Per le Amministrazioni regionali e le direzioni sanitarie, la delega impone una sfida gestionale: l’adozione di standard minimi per i ricoveri e lo sviluppo delle proprie capacità interne puntando sul personale di base.
Referendum Giustizia: fissate le date per la consultazione costituzionale
Il Consiglio dei ministri su proposta della Presidente del Consiglio Giorgia Meloni, ha deliberato di proporre al Presidente della Repubblica l’adozione del decreto che fissa domenica 22 e lunedì 23 marzo 2026 come date per il referendum popolare confermativo sulla riforma costituzionale della giustizia.
Il quesito referendario riguarda l’approvazione o il respingimento della legge costituzionale di riforma dell’ordinamento giudiziario e riguarda in particolare la separazione delle carriere tra magistratura giudicante e magistratura requirente (pubblici ministeri). La legge modifica profili costituzionali dell’ordinamento giudiziario e istituisce una Corte disciplinare autonoma, con l’obiettivo dichiarato di rafforzare la specializzazione e l’indipendenza delle rispettive funzioni.
Si tratta di un referendum confermativo previsto dall’articolo 138 della Costituzione: l’esito della consultazione determina la validità o meno della legge costituzionale. Per questo tipo di consultazioni non è previsto alcun quorum di partecipazione: la legge è confermata se prevale la maggioranza dei voti espressi.

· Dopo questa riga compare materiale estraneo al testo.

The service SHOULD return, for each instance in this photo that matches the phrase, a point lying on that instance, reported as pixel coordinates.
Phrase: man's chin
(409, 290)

Il testo si presenterà così: «Approvare il testo della legge costituzionale recante “Norme in materia di ordinamento giurisdizionale e istituzione del tribunale disciplinare” approvato dal Parlamento e pubblicato nella Gazzetta Ufficiale n. 253 del 30».
Dove il no respinge la riforma proposta dal vigente Governo.
Mentre il sì la conferma, legittimando la legge e cambiando l’assetto della magistratura.
Principale novità che sarebbe introdotta se il Referendum avesse una maggioranza di “Sì” è la separazione delle carriere tra magistratura giudicante e requirente. Fino a questo momento la legislazione vigente prevede che sia consentito il passaggio tra il ruolo di giudice al ruolo di pubblico ministero e viceversa (così da poter svolgere entrambe le funzioni: giudicante e accusatoria e garantire la conoscenza e la parzialità di ambe le cariche). Il nuovo disegno legge prevederebbe che giudici e pubblici ministeri seguano due percorsi di carriera completamente autonomi, regolati dai propri Consigli superiori (due, istituiti con la medesima legge e presieduti dal Presidente della Repubblica) e impossibilitati a un passaggio o un cambio ruolo. Oltre ai due Consigli, la legge prevede l’istituzione di un terzo organo: una nuova Alta Corte di giustizia disciplinare (formata da 15 giudici di cui tre nominati dal presidente della Repubblica, tre estratti a sorte da un elenco fornito dal Parlamento e i restanti selezionati tra magistrati con almeno un ventennio di esperienza) a cui sarebbe affidato l’incarico di sanzionare le violazioni commesse dai magistrati al posto del sistema disciplinare interno al Consiglio.